ロードバランサがクライアントからの HTTPS リクエストを受け入れると、クライアントとロードバランサ間のトラフィックは TLS で暗号化されます。ただし、TLS 暗号化はロードバランサで終端し、アプリケーションへのリクエストの転送は暗号化なしに行われます。詳細については、ロードバランサとアプリケーション間の暗号化を構成するをご覧ください。

SSL 証明書を提供する方法

SSL 証明書を HTTP(S) ロードバランサに指定するには、次の方法を使用します。

  • Google マネージド証明書: ドメイン名に対して Google がプロビジョニング、更新、管理するドメイン認証(DV)証明書です。この証明書は個人 ID や組織 ID を示すものではありません。Google マネージド証明書は、最大 100 個の非ワイルドカード ドメインをサポートします。詳細については、Google マネージド証明書を使用するをご覧ください。

  • Google Cloudと共有されるセルフマネージド証明書: 独自の SSL 証明書をプロビジョニングして、 Google Cloud プロジェクトに証明書リソースを作成できます。その後、証明書リソースを Ingress のアノテーションでリストして、証明書を使用する HTTP(S) ロードバランサを作成します。詳細については、事前共有証明書を使用するをご覧ください。

  • Kubernetes Secret を使用するセルフマネージド証明書: 独自の SSL 証明書をプロビジョニングして、それを保持するための Secret を作成できます。Ingress マニフェストの tls フィールドで Secret を参照して、HTTP(S) ロードバランサを作成できます。詳細については、Kubernetes Secret を使用するをご覧ください。

複数の証明書を使用して HTTPS トラフィックを処理する

最大 15 個の TLS 証明書をクライアントに提示するようにアプリケーション ロードバランサを構成できます。複数の証明書を使用することは、複数のホスト名からコンテンツを配信する必要があり、それぞれに異なる証明書が必要な場合に不可欠です(たとえば、your-store.example と your-experimental-store.example に別々の証明書が必要な場合など)。これらの複数の証明書は、Ingress マニフェスト内で指定します。

証明書の選択と優先度

ロードバランサは、クライアントに提示する証明書を決定するために、Server Name Indication(SNI)を使用します。

  • クライアントが SNI を使用している場合、または使用可能な証明書のいずれかの共通名(CN)と一致するドメイン名を使用している場合、ロードバランサは、クライアントがリクエストしたホスト名に最も近い CN を持つ証明書を使用します。
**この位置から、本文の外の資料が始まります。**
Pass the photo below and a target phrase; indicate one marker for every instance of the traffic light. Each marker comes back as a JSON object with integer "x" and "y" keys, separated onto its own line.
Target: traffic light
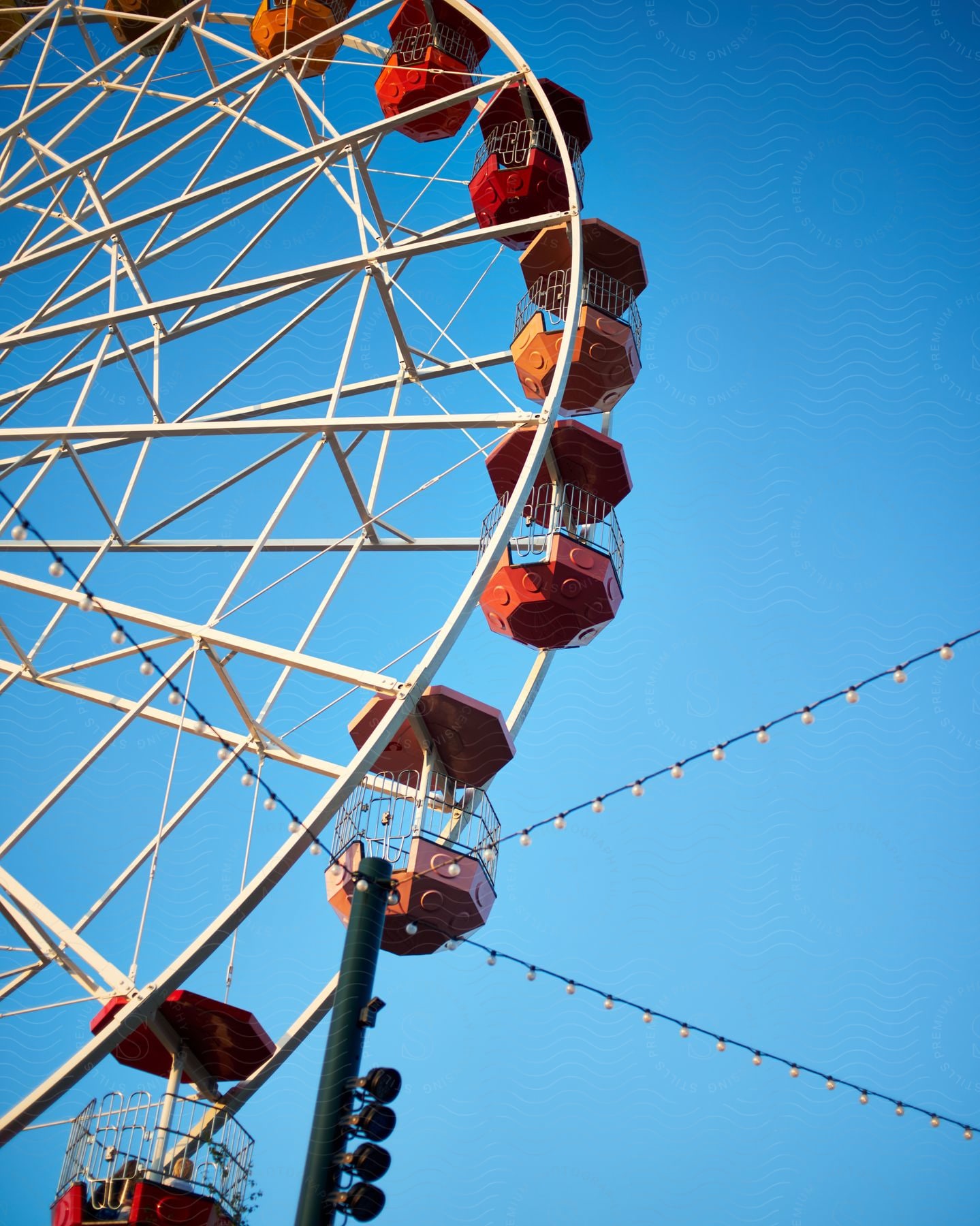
{"x": 372, "y": 1118}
  • クライアントが SNI をサポートしていない場合、またはリクエストされたドメイン名が使用可能な証明書の CN と一致しない場合、ロードバランサは Ingress マニフェストにリストされている最初の証明書をデフォルトとして使用します。ロードバランサは、次のルールに従ってこの証明書を選択します。

    • tls ブロックに複数の Secret がリストされている場合は、プライマリ証明書は tls ブロックの 1 つ目の Secret になります。
    • pre-shared-cert アノテーションの事前共有証明書の場合: プライマリ証明書は、アノテーションにリストされている最初の証明書です。
    • managed-certificates アノテーションの Google マネージド証明書の場合: すべてのマネージド証明書が名前のアルファベット順に並べ替えられます。プライマリ証明書は、このアルファベット順のリストの先頭にある証明書です。特定の証明書をプライマリとして設定するには、並べ替え順を制御するために、ManagedCertificate オブジェクトに適切な名前を付ける必要があります。たとえば、my-default-certanother-cert よりも優先させるには、0-my-default-cert1-another-cert という名前を付けます。

ロードバランサが複数の証明書を異なる GKE メソッドで提示する場合、事前共有証明書は Ingress tls ブロックにリストされている Secret よりも優先されます。

次の図は、リクエストで使用されているドメイン名に応じて、複数の異なるバックエンドにトラフィックを送信するロードバランサを示しています。

Ingress システムでの複数の SSL 証明書の使用を示す図

証明書のローテーションのベスト プラクティス

Secret または事前共有証明書のコンテンツをローテーションする場合のベスト プラクティスは次のとおりです。

  • 新しい証明書データが含まれる別の名前の新しい Secret または事前共有証明書を作成します。新しい証明書リソースを使用するように Ingress を更新します。
  • トラフィックの中断を気にしない場合は、Ingress から古いリソースを削除し、同じ名前で内容が異なる新しいリソースをプロビジョニングして、Ingress に再接続します。

証明書のローテーションを自分で管理しないようにするには、Google マネージド SSL 証明書を使用します。

HTTPS のみのトラフィックを適用する

クライアントと HTTP(S) ロードバランサ間のすべてのトラフィックに HTTPS を使用する場合は、Ingress マニフェストに kubernetes.io/ingress.allow-http アノテーションを追加し、値を "false" に設定します。詳細については、HTTP の無効化をご覧ください。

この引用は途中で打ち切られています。